FAILED_BENCH? I noticed that in the commit history of OALL/requests_v2 regarding deep-analysis-research/D2IL-Arabic-Qwen2.5-72B-Instruct-v0.1, there was once a FAILED_BENCH status (https://huggingface.co/datasets/OALL/requests_v2/commit/06f005c85d262e93b1eb331ae1de82fcb93c31a4). Is it possible that there was an error or anomaly during the leaderboard evaluation process?

I would really appreciate it if you could help me check and clarify the possible causes for this discrepancy.

amztheory

Open Arabic LLM Leaderboard org Jul 11

@yellowtown
Regarding 1, I'll be investigating your concerns and will update you
For the 2nd comment, well done for spotting the fact that your model was set to "FAILED BENCH" for some time, but in reality nothing really failed related to the eval run of your model hence why eventually it became set to finished
Thanks for raising your concerns and I should keep you updated

amztheory

Open Arabic LLM Leaderboard org Jul 18

@yellowtown
Over the week, I investigated the scores reported and I agree scores for all benchmarks, apart from alrage were not correct, which prompts us to hide the scores for your model.

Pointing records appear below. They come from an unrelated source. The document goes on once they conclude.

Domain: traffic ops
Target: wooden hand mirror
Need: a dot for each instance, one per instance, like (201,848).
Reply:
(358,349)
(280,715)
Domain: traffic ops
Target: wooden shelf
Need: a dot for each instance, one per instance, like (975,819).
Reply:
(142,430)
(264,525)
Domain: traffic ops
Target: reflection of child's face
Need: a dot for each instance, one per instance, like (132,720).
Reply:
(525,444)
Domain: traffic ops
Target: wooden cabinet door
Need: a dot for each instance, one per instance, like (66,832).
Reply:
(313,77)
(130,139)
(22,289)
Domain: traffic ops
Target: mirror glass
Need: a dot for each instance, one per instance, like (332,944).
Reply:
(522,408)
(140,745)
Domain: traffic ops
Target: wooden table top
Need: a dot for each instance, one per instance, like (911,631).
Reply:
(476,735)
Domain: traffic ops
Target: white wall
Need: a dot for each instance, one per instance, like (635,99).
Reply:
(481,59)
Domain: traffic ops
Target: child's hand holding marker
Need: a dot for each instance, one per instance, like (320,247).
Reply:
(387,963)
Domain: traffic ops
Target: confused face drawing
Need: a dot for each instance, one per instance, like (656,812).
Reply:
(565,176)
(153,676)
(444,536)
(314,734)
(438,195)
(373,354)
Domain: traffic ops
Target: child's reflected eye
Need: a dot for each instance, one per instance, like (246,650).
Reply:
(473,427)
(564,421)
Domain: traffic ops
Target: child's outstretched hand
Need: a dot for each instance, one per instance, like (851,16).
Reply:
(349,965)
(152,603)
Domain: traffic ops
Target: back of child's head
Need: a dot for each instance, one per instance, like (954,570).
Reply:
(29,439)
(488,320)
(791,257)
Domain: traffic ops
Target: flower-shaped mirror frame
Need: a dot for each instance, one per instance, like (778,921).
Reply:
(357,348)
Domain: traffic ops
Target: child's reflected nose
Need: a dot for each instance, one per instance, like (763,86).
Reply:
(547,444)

Subsequent to modifying our backend code, we rerun the evaluation on your model and we are getting almost identical scores to what you have reported in your previous message.
The issue that we identified with the backend seems to only impact large scale models and your model appears to be the first >70B model to encounter this, due to the fact that we have changed our evaluation environment recently.
Really appreciate you pointing it out to avoid any future discrepancies!
Scores have been updated in the leaderboard for your model, and we would like to say congrats on obtaining the top position in the leaderboard.
Keep up the good work @yellowtown
Thanks

yellowtown

Jul 18

@amztheory
Thank you so much for your support—this truly means a lot to me!
I am execited that my model is now ranked first on the leaderboard, as this validates the effectiveness of my technical approach. I will continue to investigate and hope to contribute more on Arabic LLMs .

Looking forward to making the Arabic LLM community more active and prosperous together!